Rochester, MN
A very long day, canvassing in cold and rainy Rochester, Minnesota. Rochester is in MN-01, where Dan Feehan is running against the invidious Jim Hagedorn for an open seat. It may well be the closest tossup race in the country.
- We had a Swing Left bus from Minneapolis-St. Paul via Northfield (home of St. Olaf and Carleton). Getting the bus was a real struggle: I was told repeatedly that busses were for New York and LA.
- We made 1375 voter contacts. That’s nearly the 2016 margin in the entire district.
- Nationwide, Swing Left knocked on 1,000,000 doors today.

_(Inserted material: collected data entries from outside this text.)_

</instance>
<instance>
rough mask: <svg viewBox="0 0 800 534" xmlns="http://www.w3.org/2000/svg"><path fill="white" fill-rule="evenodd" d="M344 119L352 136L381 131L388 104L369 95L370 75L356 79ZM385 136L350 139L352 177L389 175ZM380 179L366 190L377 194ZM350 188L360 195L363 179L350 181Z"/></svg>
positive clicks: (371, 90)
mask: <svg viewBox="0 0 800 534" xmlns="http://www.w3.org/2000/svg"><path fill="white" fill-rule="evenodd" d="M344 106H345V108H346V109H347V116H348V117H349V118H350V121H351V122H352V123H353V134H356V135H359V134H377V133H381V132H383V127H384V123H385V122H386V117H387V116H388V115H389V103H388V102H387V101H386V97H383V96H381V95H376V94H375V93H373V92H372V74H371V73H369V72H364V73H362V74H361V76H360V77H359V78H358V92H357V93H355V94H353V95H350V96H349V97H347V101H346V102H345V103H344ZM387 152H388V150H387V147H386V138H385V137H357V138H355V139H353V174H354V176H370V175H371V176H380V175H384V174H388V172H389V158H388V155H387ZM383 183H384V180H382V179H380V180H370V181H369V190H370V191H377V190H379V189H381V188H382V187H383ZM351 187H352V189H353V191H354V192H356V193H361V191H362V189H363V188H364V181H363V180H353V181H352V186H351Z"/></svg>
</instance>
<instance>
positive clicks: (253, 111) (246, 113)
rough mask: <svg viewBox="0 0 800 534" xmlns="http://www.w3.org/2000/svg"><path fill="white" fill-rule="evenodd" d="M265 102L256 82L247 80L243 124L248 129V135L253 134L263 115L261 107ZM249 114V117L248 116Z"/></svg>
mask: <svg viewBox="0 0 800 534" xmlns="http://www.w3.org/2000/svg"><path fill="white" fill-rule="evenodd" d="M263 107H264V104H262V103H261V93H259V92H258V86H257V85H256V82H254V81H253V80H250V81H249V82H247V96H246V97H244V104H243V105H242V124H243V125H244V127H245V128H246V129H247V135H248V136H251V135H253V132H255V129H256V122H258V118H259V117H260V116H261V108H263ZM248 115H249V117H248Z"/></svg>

- An interesting fact about MN-01 is that, although the district is not remote or obscure, it’s not the closest swing district to almost anyone who doesn't live there. If you're in the Twin Cities, MN-02 and MN-03 are closer. If you’re to the west, MN-07 (which we treated as a swing district) is closer. If you're to the east, you're probably closer to either MN-02 or WI-01. To the south, there’s IA-01 and IA-03. If you're to the north, you’re Canadian.
- Waiting for people to answer the doors, I’d glance down at their name and age in Minivan and tell myself, “give them time: they’re old folks.” Then I realized that they were scarcely older than I. Thanks, Time!

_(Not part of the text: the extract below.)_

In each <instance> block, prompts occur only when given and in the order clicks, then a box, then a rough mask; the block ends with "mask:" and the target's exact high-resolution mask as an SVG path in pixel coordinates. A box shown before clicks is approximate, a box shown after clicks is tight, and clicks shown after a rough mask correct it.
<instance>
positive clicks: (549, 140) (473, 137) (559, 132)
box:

- I was paired with a really good canvasser, South Carolina Lydia. A number of the door knockers had expressly Christian symbols; when I saw those, I found myself letting Lydia take the lead. Thanks, Gamergate!
- A number of people told me that they didn't know who they would vote for, and didn't want any information and didn't want to talk about it: they’d decide Tuesday morning. My sense is that some of these people just don't want their opinions to be known because they'd be embarrassed to defend them — but, remember, these were all likely Democratic voters, and I’m from Swing Left..
- I did talk to a number of people whose background seemed to be Baltic (or Eastern European at any rate) who, I thought, might not want their opinions to be known because they're thinking ahead to Trump’s secret police — and they've got more experience of this than we do.